From Static Reports to Self-Service: Modernising Government Reporting for 10,000+ Users
Legacy management-information reporting quietly costs a fortune — and still leaves people waiting on IT for every number they need.
That's the trap, and it's a common one across the public sector. An older MI reporting system sits at the centre of how a department understands itself: how many cases, how much spend, which trends are moving. It works, after a fashion. But it's expensive to keep running, and — more corrosively — it's rigid. It produces the reports it was built to produce, and nothing else without a change request.
The cost you see, and the cost you don't
The visible cost of a legacy reporting system is the one on the renewal notice: licensing, maintenance, the specialist effort to keep an ageing platform alive. That's real, and for a large department it's far from trivial.

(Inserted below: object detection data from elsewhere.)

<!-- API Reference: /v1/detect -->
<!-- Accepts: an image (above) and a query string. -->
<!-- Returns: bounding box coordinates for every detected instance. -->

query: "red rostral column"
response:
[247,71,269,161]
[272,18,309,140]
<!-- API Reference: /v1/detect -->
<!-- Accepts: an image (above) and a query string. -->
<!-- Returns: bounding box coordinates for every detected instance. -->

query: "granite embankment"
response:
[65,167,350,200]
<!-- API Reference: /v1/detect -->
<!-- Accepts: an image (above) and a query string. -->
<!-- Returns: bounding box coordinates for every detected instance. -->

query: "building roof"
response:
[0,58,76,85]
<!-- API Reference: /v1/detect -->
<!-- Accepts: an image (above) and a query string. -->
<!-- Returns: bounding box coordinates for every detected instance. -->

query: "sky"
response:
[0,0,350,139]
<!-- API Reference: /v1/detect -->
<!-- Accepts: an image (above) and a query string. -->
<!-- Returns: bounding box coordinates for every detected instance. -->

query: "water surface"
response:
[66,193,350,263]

The invisible cost is bigger. When the only people who can produce a new view of the data are the technical team that owns the reporting system, every non-standard question becomes a request in a queue. A manager who needs to slice this month's figures a slightly different way can't just do it — they ask, and they wait. The data exists. The answer is knowable. But the organisation has built a bottleneck between the question and the answer, and every person stuck in that queue is being paid to wait. Across thousands of users, that's an enormous, unbudgeted drag that never appears as a line item anywhere.
Why "more reports" isn't the answer
The instinct is to fix this by building more standard reports. It doesn't work, because you can't anticipate every question in advance — and each new fixed report is one more thing to maintain. You end up with a sprawl of static outputs that's costly to keep current and still never quite answers the question someone actually has today.
The real fix is to change who can answer the question. Instead of a small team producing every report on request, you give the people closest to the work the ability to explore governed data and build their own analysis — safely, within guardrails. That's the shift from static reporting to self-service. The technical team stops being a bottleneck and becomes the people who set up and govern the environment everyone else works in.
What this looked like at scale
This is exactly the move we delivered for a major UK government department. The starting point was a costly legacy MI reporting system. We replaced it with a modern, self-service reporting capability — drawing data from the department's enterprise data lake — that serves more than 10,000 users with over 50 reports, and crucially lets those users build their own ad-hoc analysis rather than queuing for it. The old legacy MI system was retired, taking its cost and its rigidity with it.
The outcome wasn't just a cheaper reporting bill, though that mattered. It was that thousands of people stopped waiting for someone else to answer questions they could now answer themselves — while the data underneath stayed consistent, controlled and trustworthy.
Self-service is not a free-for-all
The fear, reasonably, is that letting thousands of people build their own reports means losing control — inconsistent numbers, people drawing different conclusions from the "same" data, governance going out the window. That's what happens when self-service is done badly: everyone exports to spreadsheets and the single version of the truth fragments.
Done properly, it's the opposite. Self-service at scale works precisely because it's governed: everyone draws from the same curated, well-defined data, with the definitions, access controls and quality maintained centrally. People get freedom at the point of use — build the view you need — without freedom to redefine what the numbers mean. That combination, flexibility on top of a governed foundation, is the whole art of it. Governance isn't what you give up to get self-service; it's what makes self-service safe to give thousands of people.
Why this is an Outcomes-Not-Overheads story
It's tempting to file reporting modernisation under "IT cost-saving." It's more than that. Retiring the legacy bill frees money. But freeing thousands of people from a reporting queue frees something scarcer — capacity. Decisions get made faster because the evidence is a few clicks away rather than a few days away. The department spends less keeping an old system alive and gets more out of the people it already employs. That's the test that should govern any modernisation: not just "is the new thing cheaper?" but "what can our people now do that they couldn't before?"
Where this leaves us
The lesson generalises well beyond reporting. Wherever a public body has a small team acting as the gatekeeper to its own information, there's a hidden overhead being paid in waiting. The fix is rarely to make the gatekeeper faster. It's to remove the gate — carefully, with governance intact — so the people with the questions can reach the answers themselves.
Retire the overhead. Keep the control. Free the people. Outcomes, not overheads.